Tripping the switch
Since I started getting serious about reversion during Lent, my struggle with going back to confession got worse as I examined my conscience more. The last time I went was 10 years ago, when I was required to before my confirmation. I’ve been trying to gather up the courage to do it for months now, but always failed. I had an incentive today, though…I’m busy all day tomorrow, attending my first Tridentine Mass this Sunday, and I wanted to do so able to receive communion.
“Joan,” I told myself in the car as I fought the urge to go to the pet store instead, “being an adult means making yourself do things that you don’t want to do, even when only you and God are watching.”

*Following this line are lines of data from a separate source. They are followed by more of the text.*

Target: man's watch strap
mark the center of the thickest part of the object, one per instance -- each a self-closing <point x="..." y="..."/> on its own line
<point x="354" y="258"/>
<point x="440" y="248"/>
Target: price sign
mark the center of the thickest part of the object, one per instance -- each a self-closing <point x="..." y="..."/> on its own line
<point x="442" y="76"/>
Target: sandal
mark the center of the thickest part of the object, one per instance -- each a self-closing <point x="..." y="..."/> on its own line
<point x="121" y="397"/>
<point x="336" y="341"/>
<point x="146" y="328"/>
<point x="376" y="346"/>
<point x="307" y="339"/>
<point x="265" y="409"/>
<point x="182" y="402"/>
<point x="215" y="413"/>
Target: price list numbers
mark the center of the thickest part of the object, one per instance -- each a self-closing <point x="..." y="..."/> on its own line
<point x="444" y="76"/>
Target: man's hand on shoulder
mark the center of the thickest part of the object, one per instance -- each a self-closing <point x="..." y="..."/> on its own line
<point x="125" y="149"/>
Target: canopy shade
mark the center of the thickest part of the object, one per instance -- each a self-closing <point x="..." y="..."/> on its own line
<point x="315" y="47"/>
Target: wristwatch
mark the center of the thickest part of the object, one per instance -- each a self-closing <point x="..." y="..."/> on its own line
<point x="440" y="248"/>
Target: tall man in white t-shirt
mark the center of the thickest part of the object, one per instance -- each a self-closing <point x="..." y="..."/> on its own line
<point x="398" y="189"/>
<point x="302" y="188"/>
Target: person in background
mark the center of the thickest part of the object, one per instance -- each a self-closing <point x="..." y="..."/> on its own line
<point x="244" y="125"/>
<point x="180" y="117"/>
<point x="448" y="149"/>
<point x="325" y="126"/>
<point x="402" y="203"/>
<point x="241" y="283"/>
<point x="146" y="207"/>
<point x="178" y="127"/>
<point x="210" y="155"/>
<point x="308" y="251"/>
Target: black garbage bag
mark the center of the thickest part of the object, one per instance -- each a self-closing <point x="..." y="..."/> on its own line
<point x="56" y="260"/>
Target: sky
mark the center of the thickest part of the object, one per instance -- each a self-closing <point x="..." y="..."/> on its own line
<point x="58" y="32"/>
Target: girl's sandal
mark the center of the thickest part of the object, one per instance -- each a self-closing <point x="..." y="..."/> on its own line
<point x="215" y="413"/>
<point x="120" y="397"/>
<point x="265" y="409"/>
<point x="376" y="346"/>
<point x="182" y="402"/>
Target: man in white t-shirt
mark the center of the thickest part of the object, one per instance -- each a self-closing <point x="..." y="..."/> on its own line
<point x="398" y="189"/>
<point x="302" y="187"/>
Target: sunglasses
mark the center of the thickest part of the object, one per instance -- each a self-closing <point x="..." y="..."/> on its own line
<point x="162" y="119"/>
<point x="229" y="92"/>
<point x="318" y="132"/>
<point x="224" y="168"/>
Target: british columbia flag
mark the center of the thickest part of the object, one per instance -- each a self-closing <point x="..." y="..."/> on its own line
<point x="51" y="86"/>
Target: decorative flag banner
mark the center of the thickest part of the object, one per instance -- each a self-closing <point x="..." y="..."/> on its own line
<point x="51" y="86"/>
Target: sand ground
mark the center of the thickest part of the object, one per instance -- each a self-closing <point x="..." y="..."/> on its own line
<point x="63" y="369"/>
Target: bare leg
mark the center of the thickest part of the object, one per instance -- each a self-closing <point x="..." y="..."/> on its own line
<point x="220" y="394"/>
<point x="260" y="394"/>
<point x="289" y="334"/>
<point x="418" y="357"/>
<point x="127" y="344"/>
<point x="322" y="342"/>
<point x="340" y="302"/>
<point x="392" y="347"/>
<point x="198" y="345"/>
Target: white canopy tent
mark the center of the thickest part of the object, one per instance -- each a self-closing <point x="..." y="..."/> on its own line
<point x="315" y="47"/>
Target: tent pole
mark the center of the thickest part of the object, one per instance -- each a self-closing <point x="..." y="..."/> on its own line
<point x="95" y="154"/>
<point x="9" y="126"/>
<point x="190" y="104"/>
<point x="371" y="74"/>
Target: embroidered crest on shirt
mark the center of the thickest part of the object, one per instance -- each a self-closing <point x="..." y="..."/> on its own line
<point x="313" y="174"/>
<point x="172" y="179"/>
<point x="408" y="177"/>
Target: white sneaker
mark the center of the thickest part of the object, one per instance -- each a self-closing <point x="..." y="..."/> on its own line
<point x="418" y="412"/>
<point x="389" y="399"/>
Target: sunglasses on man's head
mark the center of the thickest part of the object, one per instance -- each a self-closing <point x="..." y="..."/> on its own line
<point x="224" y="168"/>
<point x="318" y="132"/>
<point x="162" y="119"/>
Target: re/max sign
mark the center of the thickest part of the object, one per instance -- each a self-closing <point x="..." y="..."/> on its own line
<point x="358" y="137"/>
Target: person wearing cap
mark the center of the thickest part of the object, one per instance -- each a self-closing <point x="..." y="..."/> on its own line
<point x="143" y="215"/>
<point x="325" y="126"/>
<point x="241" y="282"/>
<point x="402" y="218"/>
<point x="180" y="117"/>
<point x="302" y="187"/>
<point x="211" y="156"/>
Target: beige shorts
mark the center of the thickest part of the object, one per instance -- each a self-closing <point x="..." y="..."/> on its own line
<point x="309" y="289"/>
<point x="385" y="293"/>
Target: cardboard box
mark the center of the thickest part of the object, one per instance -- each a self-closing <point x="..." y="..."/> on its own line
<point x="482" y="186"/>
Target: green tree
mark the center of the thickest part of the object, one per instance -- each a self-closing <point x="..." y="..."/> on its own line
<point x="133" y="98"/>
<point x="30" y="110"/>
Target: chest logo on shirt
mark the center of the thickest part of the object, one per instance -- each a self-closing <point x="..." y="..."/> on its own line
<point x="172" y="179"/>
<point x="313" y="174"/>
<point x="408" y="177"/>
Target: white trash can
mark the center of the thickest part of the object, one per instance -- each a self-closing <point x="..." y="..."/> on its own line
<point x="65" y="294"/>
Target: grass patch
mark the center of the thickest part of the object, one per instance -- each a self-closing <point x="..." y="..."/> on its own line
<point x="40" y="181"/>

Finding a church with open reconciliation hours I could make it to has been really tricky, since most churches around here only have about half an hour on Saturdays, if any time at all. (Doesn’t anyone in the Northeastern USA confess?) After some digging, I found a chapel that has priest taking confessions all day, from 10:30 AM to 7:30 PM. I went to mass yesterday for the Ascension at the same chapel, to check out the layout and the atmosphere.
It was my first time confessing with a screen separating me and the priest, which I found wonderfully liberating. Apart from the sacrament, I found the priest’s empathy and advice much more useful than that of my last few psychotherapists.

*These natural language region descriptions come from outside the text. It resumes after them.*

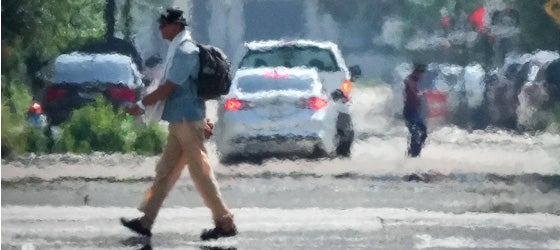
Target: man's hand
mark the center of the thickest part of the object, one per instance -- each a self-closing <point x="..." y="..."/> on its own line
<point x="134" y="110"/>
<point x="208" y="128"/>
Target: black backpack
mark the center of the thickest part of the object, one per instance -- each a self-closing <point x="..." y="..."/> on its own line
<point x="214" y="78"/>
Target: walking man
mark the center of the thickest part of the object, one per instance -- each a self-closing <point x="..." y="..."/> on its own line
<point x="413" y="111"/>
<point x="185" y="113"/>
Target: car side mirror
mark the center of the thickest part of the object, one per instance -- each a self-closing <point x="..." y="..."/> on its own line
<point x="355" y="72"/>
<point x="337" y="95"/>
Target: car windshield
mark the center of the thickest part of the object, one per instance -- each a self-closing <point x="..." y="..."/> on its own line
<point x="89" y="68"/>
<point x="291" y="56"/>
<point x="259" y="83"/>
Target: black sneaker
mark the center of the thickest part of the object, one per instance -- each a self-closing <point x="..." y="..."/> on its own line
<point x="217" y="232"/>
<point x="136" y="226"/>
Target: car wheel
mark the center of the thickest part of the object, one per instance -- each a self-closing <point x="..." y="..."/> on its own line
<point x="345" y="134"/>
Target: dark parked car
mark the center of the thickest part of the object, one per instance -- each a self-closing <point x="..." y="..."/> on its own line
<point x="81" y="78"/>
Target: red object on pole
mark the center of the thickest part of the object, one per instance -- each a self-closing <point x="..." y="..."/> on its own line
<point x="35" y="108"/>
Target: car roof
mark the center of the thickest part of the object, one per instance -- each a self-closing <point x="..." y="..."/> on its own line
<point x="260" y="45"/>
<point x="109" y="68"/>
<point x="298" y="72"/>
<point x="297" y="75"/>
<point x="269" y="44"/>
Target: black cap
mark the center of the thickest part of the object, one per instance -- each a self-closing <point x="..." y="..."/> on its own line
<point x="419" y="67"/>
<point x="173" y="16"/>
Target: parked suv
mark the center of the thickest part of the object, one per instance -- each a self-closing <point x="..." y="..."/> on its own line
<point x="322" y="56"/>
<point x="80" y="78"/>
<point x="278" y="112"/>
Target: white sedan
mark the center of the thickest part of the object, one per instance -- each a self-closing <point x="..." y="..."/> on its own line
<point x="281" y="112"/>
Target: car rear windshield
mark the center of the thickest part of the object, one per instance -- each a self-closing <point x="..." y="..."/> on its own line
<point x="291" y="56"/>
<point x="258" y="83"/>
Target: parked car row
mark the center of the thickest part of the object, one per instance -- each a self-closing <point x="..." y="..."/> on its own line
<point x="510" y="97"/>
<point x="288" y="98"/>
<point x="81" y="78"/>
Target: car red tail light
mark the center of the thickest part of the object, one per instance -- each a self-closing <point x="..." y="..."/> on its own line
<point x="317" y="103"/>
<point x="233" y="104"/>
<point x="55" y="94"/>
<point x="123" y="94"/>
<point x="346" y="87"/>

I feel so serene, from both the absolution and the way I framed and categorized the last few years of my life and saw the threads of my various weaknesses that seem to have intertwined and formed a net that I didn’t even realize was there.

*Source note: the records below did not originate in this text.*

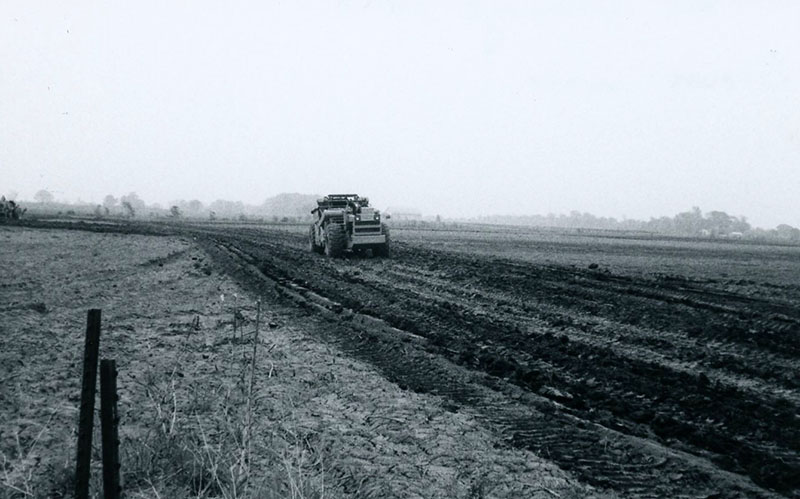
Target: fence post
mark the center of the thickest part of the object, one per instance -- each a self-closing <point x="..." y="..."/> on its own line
<point x="109" y="421"/>
<point x="88" y="389"/>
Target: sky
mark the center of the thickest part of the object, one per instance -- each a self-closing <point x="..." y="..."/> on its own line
<point x="624" y="109"/>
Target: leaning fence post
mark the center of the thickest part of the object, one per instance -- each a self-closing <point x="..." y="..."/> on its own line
<point x="88" y="389"/>
<point x="109" y="421"/>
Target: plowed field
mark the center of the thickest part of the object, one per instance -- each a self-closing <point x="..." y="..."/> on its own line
<point x="670" y="368"/>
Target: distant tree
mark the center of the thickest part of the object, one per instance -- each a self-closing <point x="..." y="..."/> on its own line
<point x="130" y="211"/>
<point x="194" y="207"/>
<point x="43" y="197"/>
<point x="134" y="201"/>
<point x="785" y="231"/>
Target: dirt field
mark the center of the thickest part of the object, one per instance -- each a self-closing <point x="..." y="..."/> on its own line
<point x="321" y="423"/>
<point x="669" y="370"/>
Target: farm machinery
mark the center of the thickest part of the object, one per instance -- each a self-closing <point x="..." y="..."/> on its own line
<point x="346" y="222"/>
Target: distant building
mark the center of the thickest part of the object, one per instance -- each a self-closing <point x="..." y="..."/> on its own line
<point x="400" y="213"/>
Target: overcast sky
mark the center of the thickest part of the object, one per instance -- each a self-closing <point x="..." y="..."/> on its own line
<point x="633" y="109"/>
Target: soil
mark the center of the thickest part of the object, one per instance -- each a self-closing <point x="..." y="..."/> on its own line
<point x="324" y="424"/>
<point x="641" y="377"/>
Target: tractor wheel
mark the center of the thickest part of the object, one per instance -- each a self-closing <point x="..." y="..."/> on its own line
<point x="335" y="240"/>
<point x="383" y="249"/>
<point x="312" y="243"/>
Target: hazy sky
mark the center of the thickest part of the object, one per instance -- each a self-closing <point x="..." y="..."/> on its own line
<point x="633" y="109"/>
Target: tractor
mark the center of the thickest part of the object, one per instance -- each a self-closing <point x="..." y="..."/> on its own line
<point x="346" y="222"/>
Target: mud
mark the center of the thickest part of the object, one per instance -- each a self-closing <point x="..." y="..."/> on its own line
<point x="647" y="384"/>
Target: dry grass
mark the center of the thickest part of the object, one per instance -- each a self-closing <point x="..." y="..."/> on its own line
<point x="206" y="412"/>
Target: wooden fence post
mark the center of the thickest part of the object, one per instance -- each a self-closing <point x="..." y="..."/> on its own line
<point x="109" y="421"/>
<point x="88" y="389"/>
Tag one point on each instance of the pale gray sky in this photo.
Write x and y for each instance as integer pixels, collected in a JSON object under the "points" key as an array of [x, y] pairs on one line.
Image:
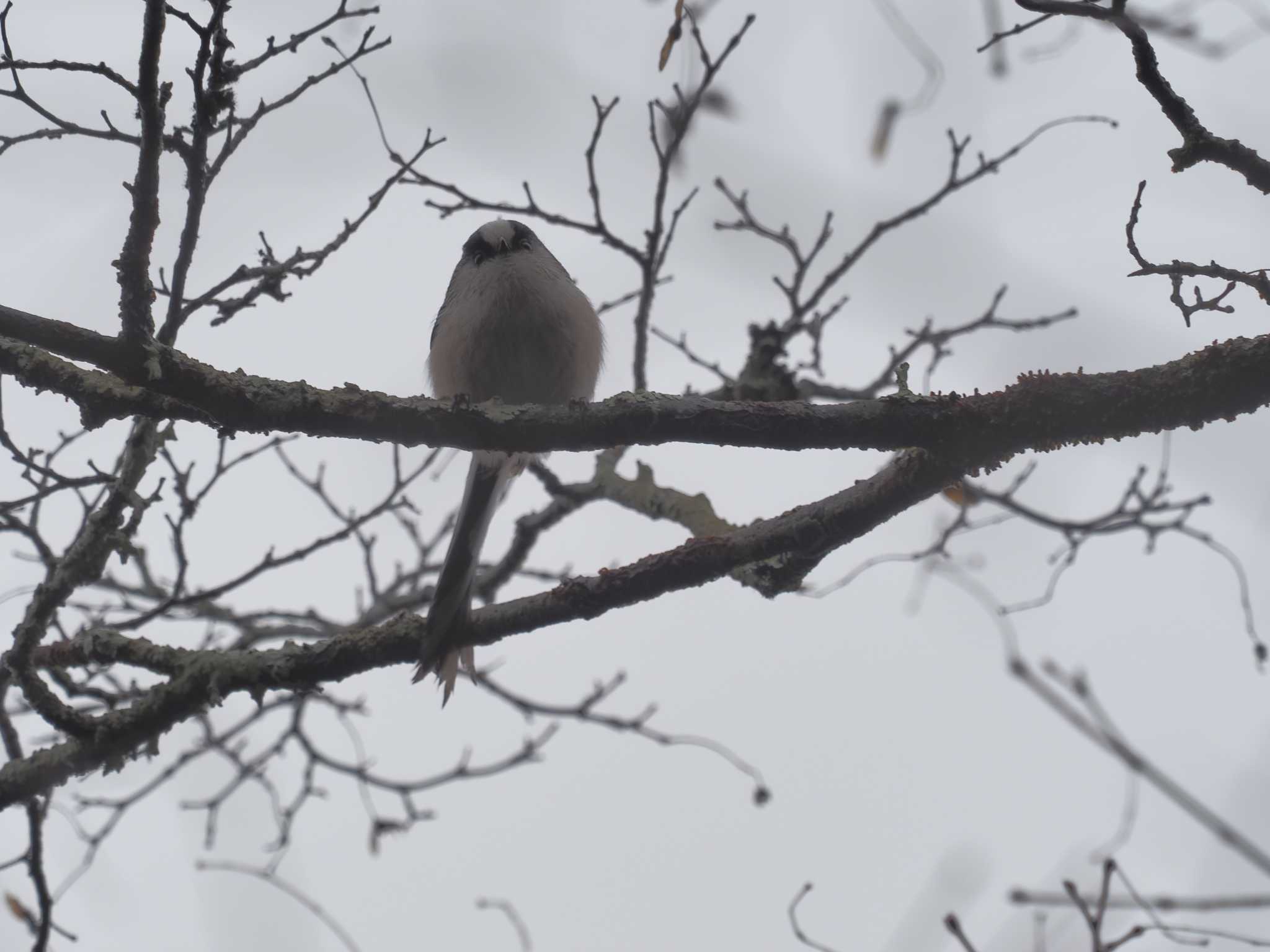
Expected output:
{"points": [[910, 774]]}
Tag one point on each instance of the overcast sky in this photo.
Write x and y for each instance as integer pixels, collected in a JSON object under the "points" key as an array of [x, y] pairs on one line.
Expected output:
{"points": [[911, 775]]}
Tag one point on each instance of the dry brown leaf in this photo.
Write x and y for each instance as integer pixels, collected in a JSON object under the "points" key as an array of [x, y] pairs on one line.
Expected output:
{"points": [[672, 36]]}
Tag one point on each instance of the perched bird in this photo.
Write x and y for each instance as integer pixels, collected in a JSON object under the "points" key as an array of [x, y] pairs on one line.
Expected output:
{"points": [[513, 327]]}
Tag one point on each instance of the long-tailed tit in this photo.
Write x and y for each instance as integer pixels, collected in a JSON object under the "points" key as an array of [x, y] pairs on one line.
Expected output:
{"points": [[513, 327]]}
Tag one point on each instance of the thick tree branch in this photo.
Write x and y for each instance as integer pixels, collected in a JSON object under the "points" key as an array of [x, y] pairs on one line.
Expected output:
{"points": [[1198, 145], [136, 293], [1039, 412], [205, 678]]}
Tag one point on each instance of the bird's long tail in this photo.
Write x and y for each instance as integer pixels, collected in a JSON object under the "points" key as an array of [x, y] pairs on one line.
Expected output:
{"points": [[488, 477]]}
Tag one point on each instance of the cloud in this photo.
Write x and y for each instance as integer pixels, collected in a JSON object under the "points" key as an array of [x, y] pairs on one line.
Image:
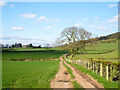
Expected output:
{"points": [[17, 28], [45, 19], [48, 27], [17, 39], [29, 15], [112, 5], [42, 19], [78, 24], [69, 20], [96, 18], [2, 3], [114, 19], [103, 28], [54, 20], [84, 19], [12, 5]]}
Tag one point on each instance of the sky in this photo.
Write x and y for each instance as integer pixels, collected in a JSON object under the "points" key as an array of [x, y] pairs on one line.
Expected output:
{"points": [[41, 23]]}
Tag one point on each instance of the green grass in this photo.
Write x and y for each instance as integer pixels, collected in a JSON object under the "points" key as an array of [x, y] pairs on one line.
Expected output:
{"points": [[103, 47], [29, 49], [76, 86], [106, 84], [28, 74], [113, 54], [32, 54], [69, 71], [92, 52]]}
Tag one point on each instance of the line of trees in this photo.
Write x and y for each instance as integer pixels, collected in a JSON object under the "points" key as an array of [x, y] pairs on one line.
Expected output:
{"points": [[73, 39]]}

Enough serious talk. There was one funny thing–in the reconciliation room, when you kneel down, there’s a doorbell button set in the cushioned bench, so it sets off a bell and the priest knowsthat someone is there. I found this very funny for some reason.
*Ding-dong!* “Bless me, Father, for I have sinned.”
The Catholic Church: Amusing pyromaniacs since A.D. 33
I’m home visiting my parents for easter, and went to the Vigil. It was about two hours long, but there was a huge bowl of fire. My love of the Big Bowl of Fire stems not only from my garden-variety pyromania, but also because most of the most moving religious moments I have experienced have involved candles or other fire symbols.*
The service was quite joyous, but the liturgical dancers were back. They had albs and gold sequined capes–the costumes looked something like what would happen if James Brown were an altar server.
That, and the tendency of more and more people to hold and raise their hands during the Our Father, bother me to no end.
The crowd was very small. I wonder if people are starting to avoid the vigil because of how long it is.
* - This does not include the girl in the Confirmation class ahead of mine who set her hair on fire during the service. That was just funny.